「球児の肘を守る」Vol.5

慶友整形外科病院スポーツ医学センター長の古島弘三医師に聞く

ーードミニカ共和国で少年野球を見てどんな発見が。

ドミニカの選手がなぜ成長できるのか。

その理由がわかった気がします。

外からみていると指導者は、子どもたちを遊ばせているだけのように見えました。

何も言わない、怒鳴らない。

練習時間は3時間ほどと短いのです。

技術的な指導も教え込む日本とは異なります。

向こうの小学生は、中高生などの選手をまねて形を覚える。

自分で観察して、やってみて、かっこつけてみる。

試合でエラーや三振をしても指導者は怒鳴るどころか「ナイストライ」です。

少年世代には「いまのうちに失敗しておけ」という考え方です。

個性伸ばす指導

ーー指導者の出番はどんな時ですか。

見逃し三振など積極的にトライできなかった時です。

「どうして打たなかったの」と聞いたり、いっしょに改善策を考えたり。

でも、答えは与えません。

もちろん、日本のように怒声罵声の威圧的な言葉は一切ありません。

このように選手はのびのびやっているので、一人ひとりのスケールが大きくなるのだと思いました。

投手は投げ込みをしていないのに球が速いし、素振りも大してしていないのに打球も強くホームラン性のあたりがポーンと飛んでいく。

粗削りでミスが多いものの、きらりと光る個性がよく見えるのです。

ーー日本の指導との違いはなんでしょうか。

考え方ですかね。

例えば足が速い子がいたら、日本では走るより守備や打撃の練習をやらせ、欠点の無い選手にしようとします。

ドミニカはもっと足を速くしようと。

打撃や守備は後でいいから長所を伸ばすことがうまいなと思いました。

選手は打撃や守備がうまくいかないと自分で壁にぶつかります。

その時、自分で考え苦手な分野の練習を始めます。

自発的にうまくなろうとする。

指導者はそれを待っているのかもしれません。

つまり向こうの指導者は、選手をけがから守ることを第一にし、野球を好きになってもらう事を考える。

いいところを見つけてほめ、自分で考える力を育ててあげています。

知識伝える活動

ーー群馬県スポーツ少年団で指導者講習をされていますね。

少年野球の指導者を対象にした講習です。

ライセンス制度といって、講習を受けてポイントをもらわないと指導者はベンチに入れない仕組みです。
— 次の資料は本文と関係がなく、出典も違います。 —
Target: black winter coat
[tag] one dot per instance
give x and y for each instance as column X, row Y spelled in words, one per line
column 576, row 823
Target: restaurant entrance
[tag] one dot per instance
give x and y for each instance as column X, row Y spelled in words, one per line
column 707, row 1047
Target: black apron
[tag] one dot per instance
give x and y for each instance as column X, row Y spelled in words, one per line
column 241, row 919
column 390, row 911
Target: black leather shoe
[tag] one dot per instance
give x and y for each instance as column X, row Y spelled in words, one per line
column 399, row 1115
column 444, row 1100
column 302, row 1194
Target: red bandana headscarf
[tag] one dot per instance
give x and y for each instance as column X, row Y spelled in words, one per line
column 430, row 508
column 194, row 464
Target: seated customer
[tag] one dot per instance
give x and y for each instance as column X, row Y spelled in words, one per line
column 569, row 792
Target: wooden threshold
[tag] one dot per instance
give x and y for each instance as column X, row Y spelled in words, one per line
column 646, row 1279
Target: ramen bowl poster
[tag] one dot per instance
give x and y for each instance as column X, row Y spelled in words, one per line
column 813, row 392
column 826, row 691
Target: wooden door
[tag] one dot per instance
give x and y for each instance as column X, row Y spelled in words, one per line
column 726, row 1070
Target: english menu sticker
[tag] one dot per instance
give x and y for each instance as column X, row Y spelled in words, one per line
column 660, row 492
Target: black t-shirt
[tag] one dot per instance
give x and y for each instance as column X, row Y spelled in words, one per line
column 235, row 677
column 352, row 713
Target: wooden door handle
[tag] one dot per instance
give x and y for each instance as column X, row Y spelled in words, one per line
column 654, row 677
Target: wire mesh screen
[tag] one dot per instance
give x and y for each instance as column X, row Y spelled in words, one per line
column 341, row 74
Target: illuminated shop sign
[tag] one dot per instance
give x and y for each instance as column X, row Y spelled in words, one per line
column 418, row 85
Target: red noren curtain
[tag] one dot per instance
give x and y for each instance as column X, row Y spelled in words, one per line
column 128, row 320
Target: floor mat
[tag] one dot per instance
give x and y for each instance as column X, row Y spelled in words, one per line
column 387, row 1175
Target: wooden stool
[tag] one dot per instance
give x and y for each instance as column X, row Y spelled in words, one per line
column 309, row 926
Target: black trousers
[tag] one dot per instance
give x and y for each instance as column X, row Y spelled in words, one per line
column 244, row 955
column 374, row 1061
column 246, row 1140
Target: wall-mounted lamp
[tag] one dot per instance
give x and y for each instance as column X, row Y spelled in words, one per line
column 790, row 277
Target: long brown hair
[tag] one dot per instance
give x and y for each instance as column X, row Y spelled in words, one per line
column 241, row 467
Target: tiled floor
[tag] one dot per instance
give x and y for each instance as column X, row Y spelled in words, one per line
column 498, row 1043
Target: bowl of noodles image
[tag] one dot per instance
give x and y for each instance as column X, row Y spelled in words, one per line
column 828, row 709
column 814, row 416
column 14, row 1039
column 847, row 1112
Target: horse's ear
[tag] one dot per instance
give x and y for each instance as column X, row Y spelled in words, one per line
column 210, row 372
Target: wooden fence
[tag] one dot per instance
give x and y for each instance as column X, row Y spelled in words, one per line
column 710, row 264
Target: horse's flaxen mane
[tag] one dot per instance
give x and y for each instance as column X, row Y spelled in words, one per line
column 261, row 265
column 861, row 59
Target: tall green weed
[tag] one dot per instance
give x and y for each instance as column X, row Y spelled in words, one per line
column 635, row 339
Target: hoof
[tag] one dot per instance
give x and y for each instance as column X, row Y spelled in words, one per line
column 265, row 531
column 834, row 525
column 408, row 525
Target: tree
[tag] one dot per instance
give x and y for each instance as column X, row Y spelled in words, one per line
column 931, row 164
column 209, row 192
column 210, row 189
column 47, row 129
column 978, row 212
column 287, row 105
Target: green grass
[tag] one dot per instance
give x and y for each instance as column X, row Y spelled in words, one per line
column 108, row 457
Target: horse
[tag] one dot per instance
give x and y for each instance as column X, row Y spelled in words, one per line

講習といっても2,3時間で、故障に関する基本的な知識の話をしています。

県の指導者800人ほどが対象で、講習では肘の手術の動画もみてもらって、「こんなふうになっちゃうのです」と。

好きな野球で体に障害が残ることは極力なくしたい。

そんな思いからやっていることです。

ーーみずからチームも作られています。

今年、中学生のチームを立ち上げました。

最終的には、こちらからあれこれ指示するのではなく、自分で考える力を持った選手を育てたい。

座学も取り入れて医学、トレーニング学、栄養、メンタルの話も含めて、自分で判断できる知識を育みたいと思っています。

5年、10年後に全員がプロになれるわけではありません。

野球を通じて自分で考える力をつけて社会で活躍できる人間に育ってくれたらというのが、私の願いです。